Question

A monochromatic light is incident on a hydrogen sample in ground state. Hydrogen atoms absorb a fraction of light and subsequently emit radiation of six different wavelengths. The frequency of incident light is \( x \times 10^{15} \, \text{Hz} \). The value of \( x \) is_______

Hint:

The frequency of the incident light can be determined using the energy differences between electron energy levels in the hydrogen atom.

Answer 1

Correct Answer: 3

Given \( h = 4.25 \times 10^{-15} \, \text{eV} \cdot \text{s} \), the frequency of the incident light is related to the energy absorbed by the hydrogen atoms using the equation: \[ E = h \times f \] Where:
- \( E \) is the energy absorbed,
- \( h \) is Planck's constant,
- \( f \) is the frequency of the incident light.

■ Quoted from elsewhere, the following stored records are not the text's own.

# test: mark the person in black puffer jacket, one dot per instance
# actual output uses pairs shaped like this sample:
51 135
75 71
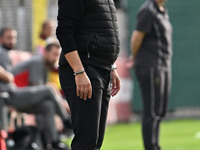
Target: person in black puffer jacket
88 33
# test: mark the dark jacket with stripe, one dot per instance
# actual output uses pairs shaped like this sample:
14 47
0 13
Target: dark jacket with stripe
89 26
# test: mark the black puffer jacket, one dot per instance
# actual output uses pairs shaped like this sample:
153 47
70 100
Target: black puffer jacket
91 29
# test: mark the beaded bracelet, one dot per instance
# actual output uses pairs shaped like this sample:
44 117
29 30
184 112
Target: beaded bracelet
79 72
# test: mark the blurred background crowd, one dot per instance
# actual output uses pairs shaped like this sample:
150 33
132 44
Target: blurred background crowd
35 23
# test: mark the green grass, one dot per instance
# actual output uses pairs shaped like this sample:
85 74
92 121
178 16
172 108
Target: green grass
175 135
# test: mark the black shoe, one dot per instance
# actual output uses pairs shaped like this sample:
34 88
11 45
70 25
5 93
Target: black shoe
59 146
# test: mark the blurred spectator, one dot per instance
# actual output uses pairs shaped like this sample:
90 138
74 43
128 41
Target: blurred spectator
28 99
47 35
38 68
151 46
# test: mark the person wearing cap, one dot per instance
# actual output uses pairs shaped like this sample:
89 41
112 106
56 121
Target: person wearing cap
151 46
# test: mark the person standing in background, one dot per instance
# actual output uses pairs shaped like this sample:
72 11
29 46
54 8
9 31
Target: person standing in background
88 34
151 46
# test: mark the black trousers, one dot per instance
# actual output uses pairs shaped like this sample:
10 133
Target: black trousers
88 117
155 86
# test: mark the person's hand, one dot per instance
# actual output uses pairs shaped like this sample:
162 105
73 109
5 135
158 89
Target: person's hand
83 86
116 84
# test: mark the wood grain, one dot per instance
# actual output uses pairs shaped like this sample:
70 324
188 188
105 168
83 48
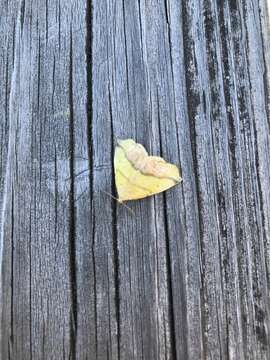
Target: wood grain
187 276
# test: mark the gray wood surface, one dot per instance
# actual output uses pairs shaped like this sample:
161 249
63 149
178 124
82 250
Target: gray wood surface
187 276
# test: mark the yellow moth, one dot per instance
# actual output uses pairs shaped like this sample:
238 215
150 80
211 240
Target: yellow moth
138 175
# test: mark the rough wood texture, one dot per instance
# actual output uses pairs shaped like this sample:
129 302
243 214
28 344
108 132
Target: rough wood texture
186 277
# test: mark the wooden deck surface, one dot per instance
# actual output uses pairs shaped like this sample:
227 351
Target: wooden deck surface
187 277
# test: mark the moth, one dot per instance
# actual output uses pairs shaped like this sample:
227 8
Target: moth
138 175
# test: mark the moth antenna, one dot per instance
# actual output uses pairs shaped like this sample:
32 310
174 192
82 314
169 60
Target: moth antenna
119 202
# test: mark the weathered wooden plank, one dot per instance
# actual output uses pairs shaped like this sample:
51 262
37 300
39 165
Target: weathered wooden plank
187 276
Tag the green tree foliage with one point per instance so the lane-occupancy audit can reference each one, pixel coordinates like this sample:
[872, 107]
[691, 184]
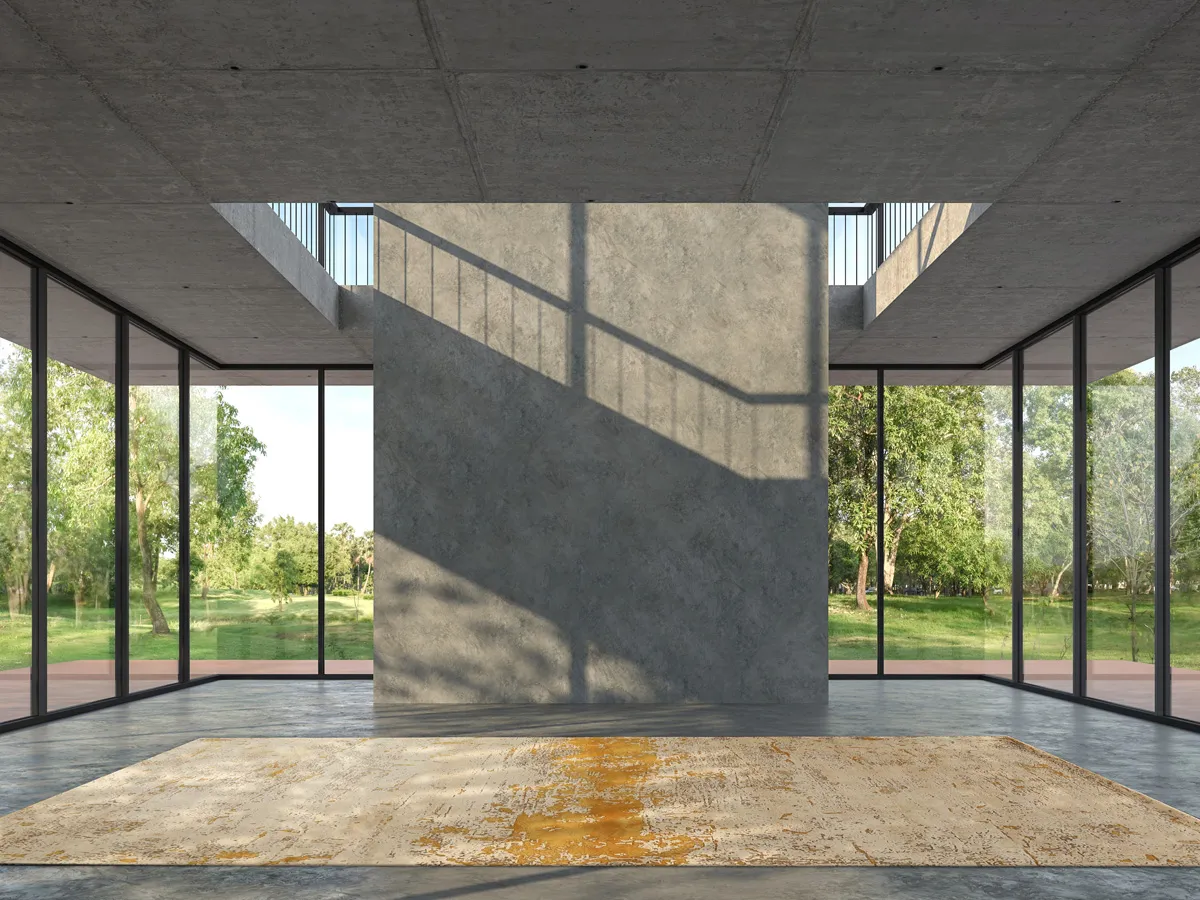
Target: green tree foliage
[852, 496]
[16, 473]
[154, 489]
[81, 490]
[225, 511]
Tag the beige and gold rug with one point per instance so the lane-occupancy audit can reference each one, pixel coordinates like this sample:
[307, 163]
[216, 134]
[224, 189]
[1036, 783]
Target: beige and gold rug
[841, 801]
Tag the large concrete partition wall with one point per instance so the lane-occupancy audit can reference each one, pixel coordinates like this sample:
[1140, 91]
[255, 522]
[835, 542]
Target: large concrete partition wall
[600, 453]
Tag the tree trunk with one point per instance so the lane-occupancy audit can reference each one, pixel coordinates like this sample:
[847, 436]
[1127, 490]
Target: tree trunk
[1133, 627]
[889, 562]
[1057, 580]
[861, 587]
[149, 589]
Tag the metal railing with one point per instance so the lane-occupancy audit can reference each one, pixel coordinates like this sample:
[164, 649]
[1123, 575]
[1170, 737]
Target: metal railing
[863, 235]
[340, 237]
[899, 219]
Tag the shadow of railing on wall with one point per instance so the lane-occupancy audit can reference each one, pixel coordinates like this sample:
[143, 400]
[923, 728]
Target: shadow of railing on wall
[562, 339]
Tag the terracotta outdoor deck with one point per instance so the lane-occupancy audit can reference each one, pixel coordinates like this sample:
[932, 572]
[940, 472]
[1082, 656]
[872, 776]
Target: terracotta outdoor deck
[1115, 681]
[88, 681]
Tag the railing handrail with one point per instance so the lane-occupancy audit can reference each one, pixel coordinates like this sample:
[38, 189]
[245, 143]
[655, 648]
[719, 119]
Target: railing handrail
[856, 251]
[324, 229]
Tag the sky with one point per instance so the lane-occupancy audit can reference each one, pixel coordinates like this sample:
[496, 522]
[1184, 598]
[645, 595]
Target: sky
[285, 479]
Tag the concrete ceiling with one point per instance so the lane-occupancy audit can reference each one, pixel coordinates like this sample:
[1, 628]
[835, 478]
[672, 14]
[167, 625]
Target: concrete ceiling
[143, 113]
[1111, 193]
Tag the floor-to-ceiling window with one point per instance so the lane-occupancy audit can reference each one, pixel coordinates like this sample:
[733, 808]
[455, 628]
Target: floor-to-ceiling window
[852, 511]
[1048, 486]
[1185, 492]
[16, 496]
[154, 511]
[349, 526]
[253, 522]
[1120, 551]
[947, 522]
[81, 498]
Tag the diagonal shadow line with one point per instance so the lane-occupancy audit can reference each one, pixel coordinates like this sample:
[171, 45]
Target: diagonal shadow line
[933, 235]
[540, 293]
[521, 880]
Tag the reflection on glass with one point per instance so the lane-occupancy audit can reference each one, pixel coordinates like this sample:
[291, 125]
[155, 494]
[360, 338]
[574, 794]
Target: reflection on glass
[154, 511]
[253, 517]
[852, 507]
[16, 497]
[947, 514]
[1186, 490]
[1121, 499]
[349, 535]
[1048, 544]
[81, 498]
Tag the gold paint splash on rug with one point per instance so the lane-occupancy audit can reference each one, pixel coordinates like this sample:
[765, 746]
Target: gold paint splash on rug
[732, 801]
[593, 809]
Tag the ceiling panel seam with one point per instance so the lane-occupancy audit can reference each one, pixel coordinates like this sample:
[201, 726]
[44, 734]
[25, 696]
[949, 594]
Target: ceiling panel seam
[801, 42]
[101, 97]
[450, 83]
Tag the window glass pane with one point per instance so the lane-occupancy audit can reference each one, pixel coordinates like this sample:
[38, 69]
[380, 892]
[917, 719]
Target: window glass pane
[349, 528]
[1048, 539]
[852, 503]
[81, 498]
[1121, 499]
[154, 511]
[253, 515]
[1186, 490]
[947, 495]
[16, 498]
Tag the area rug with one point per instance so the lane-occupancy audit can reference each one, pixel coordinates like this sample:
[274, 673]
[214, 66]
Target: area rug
[786, 801]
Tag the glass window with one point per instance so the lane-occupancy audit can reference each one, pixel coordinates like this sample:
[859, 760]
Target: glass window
[253, 516]
[1048, 489]
[16, 497]
[852, 507]
[154, 511]
[81, 498]
[1186, 490]
[349, 527]
[947, 522]
[1121, 499]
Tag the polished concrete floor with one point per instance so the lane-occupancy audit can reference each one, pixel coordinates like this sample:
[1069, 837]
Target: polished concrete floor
[42, 761]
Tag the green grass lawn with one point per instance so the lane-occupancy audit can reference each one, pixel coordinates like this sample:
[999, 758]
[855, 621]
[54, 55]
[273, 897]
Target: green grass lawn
[246, 624]
[961, 628]
[234, 624]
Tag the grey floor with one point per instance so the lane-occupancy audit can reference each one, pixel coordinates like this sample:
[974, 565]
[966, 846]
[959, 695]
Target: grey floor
[42, 761]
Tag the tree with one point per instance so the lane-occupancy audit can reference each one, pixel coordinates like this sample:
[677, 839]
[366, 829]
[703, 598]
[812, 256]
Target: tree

The total emission lines are 6, so the electron must have absorbed energy and jumped from \( n = 1 \) to \( n = 4 \). The energy difference between these levels can be expressed as: \[ \Delta E = h \times f \] Using the formula for the frequency, we calculate: \[ \Delta E = 13.6 \left[ \frac{1}{4^2} - \frac{1}{2^2} \right] \, \text{eV} \] Now solving for the frequency: \[ f = \frac{12.75 \times 10^{-15}}{4.25 \times 10^{-15}} = 3 \times 10^{15} \, \text{Hz} \] Thus, \( x = 12 \).